Total Combinations for a Ticket with k Numbers

combos(k) = C(k, 6)
Example: if k = 10, then C(10,6) = 210 equivalent combinations.

Winning quotas by tier (4/5/6)

Consider a ticket with k numbers and x matches inside the 6 drawn numbers.

q6 = C(x, 6)
q5 = C(x, 5) * C(k - x, 1)
q4 = C(x, 4) * C(k - x, 2)
The contract sums these quotas per wallet and pays them in an aggregated form per token (more gas efficient).

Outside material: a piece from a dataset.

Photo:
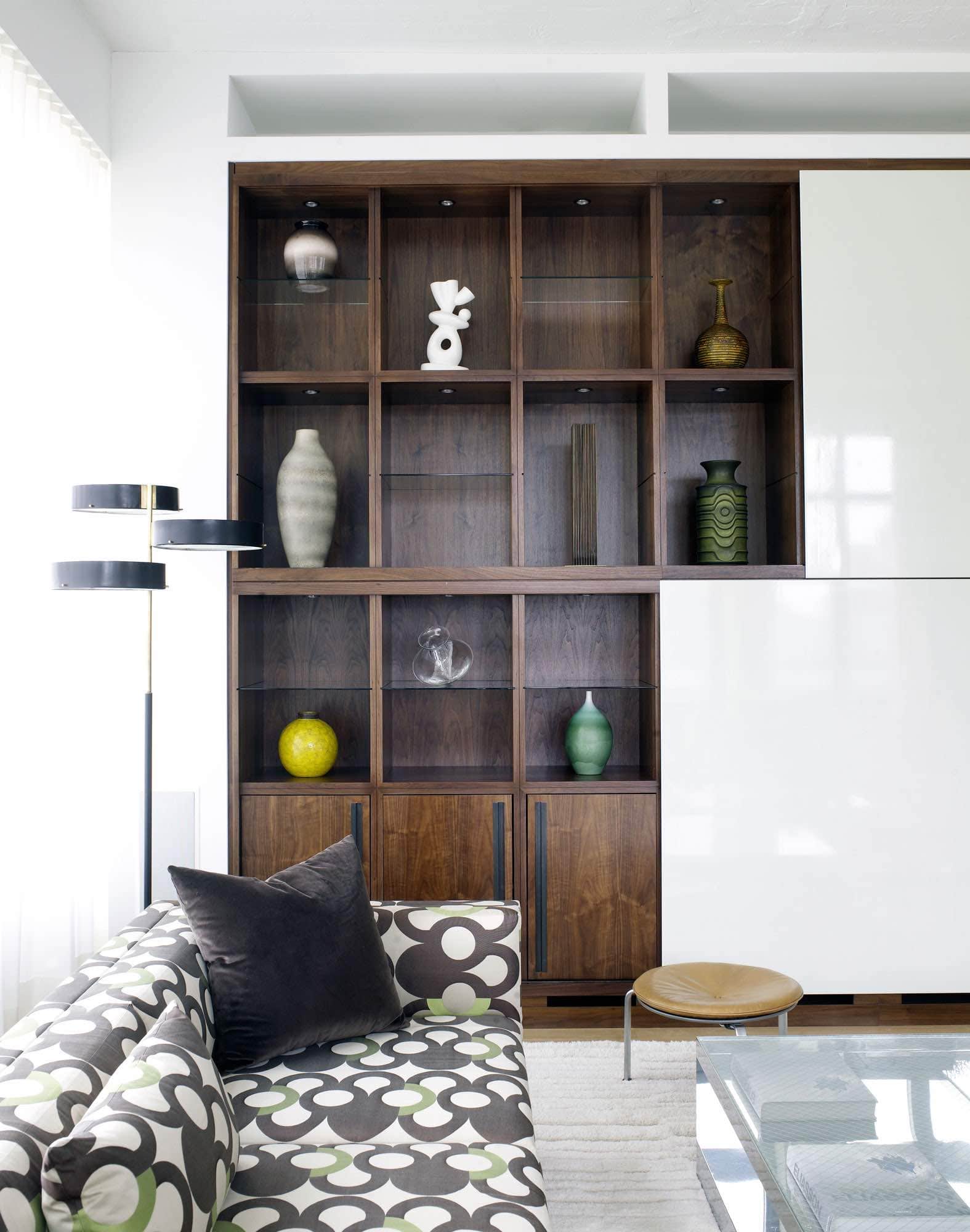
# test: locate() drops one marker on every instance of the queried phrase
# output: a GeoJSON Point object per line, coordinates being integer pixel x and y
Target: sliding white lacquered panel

Example (10-number ticket with the 6 drawn numbers inside the 10)

q6 = 1, q5 = 24, q4 = 90. The same ticket can win simultaneously in all 3 tiers.

Multi-Token Payout (Per-Token Settlement)

Each pool token (e.g., native, USDC, USDT) is settled independently. The contract calculates winners and prizes by round and by token, maintaining exact history in RoundTokenStats.

Tier Split

6-hit tier = 80% of the token pool
5-hit tier = 15% of the token pool
4-hit tier = 5% of the token pool

Prize per winning quota

prizePerWinnerX = floor(prizeBucketX / quotasX)
Division uses integer arithmetic on-chain. Rounding leftovers (dust) remain as carry-over for the next round.

If there are no winners

The amount for that tier is not lost: it becomes carry-over for that token in the next round.

If there are multiple winners

The prize is divided by winning quotas. The same wallet may receive several quotas aggregated into a single payment per token.

How to Audit a Round (Step by Step)

  1. Find the blockSenaPauseDraw tx and note the commitHash and targetBlock.
  2. After the target block, find the blockSenaDrawPay tx and read the submitted salt.
  3. Recalculate keccak256(salt) and confirm it matches the commitHash.
  4. Read blockhash(targetBlock) in the explorer and the prevrandao from the draw tx block.
  5. Reproduce the seed and the 6-number generation routine (discarding duplicates) and compare with DrawExecuted.
  6. If a rare operational failure happened, inspect DrawReset (roundId, targetBlock, reset block) to validate timeout and reset traceability.
  7. Check RoundTokenSettled events for pools, per-tier payouts, and per-token carry-over.
  8. Confirm native/ERC20 transfers to validate payments to winners.

Guarantees, Transparency and Operational Limits

Block-Sena was designed so that a round result is auditable, reproducible, and transparent. Commit-reveal combined with a future block significantly reduces the possibility of manual result manipulation.

In technical terms, the model makes the result unpredictable at lock time, because the round is closed before the blockhash(targetBlock) used in the seed exists. This keeps the formula public and auditable without allowing later bets based on the result.

What is guaranteed on-chain

Draw rules, quota calculations, tier payout split (80/15/5), per-token history, events, and traceability of each step.

Emergency operation

There is a draw reset function for rare technical scenarios (e.g., blockhash expiration caused by prolonged infra/network failure). It can only be executed with the round locked and after on-chain timeout. Every use is public, recorded on-chain, and auditable in the explorer.

Reset does not move funds, delete tickets, or alter the pool. It only unlocks the round cycle to allow a new draw attempt for the same round in a rare failure scenario.

Prize funds remain in the contract until the draw and automatic payouts to winners. If there are no winners in a tier, the value remains accounted as carry-over for the next round. The owner does not have a function to withdraw funds already accounted in the prize pool.

The rescueAll function exists only to rescue unaccounted surplus (e.g., mistaken direct transfers), calculating real balance - accounted pool. It does not reach prize funds already accounted for the pool.

In other words: Block-Sena does not ask for blind trust. It delivers a flow that can be observed, mathematically reproduced, and verified on-chain by anyone at any time.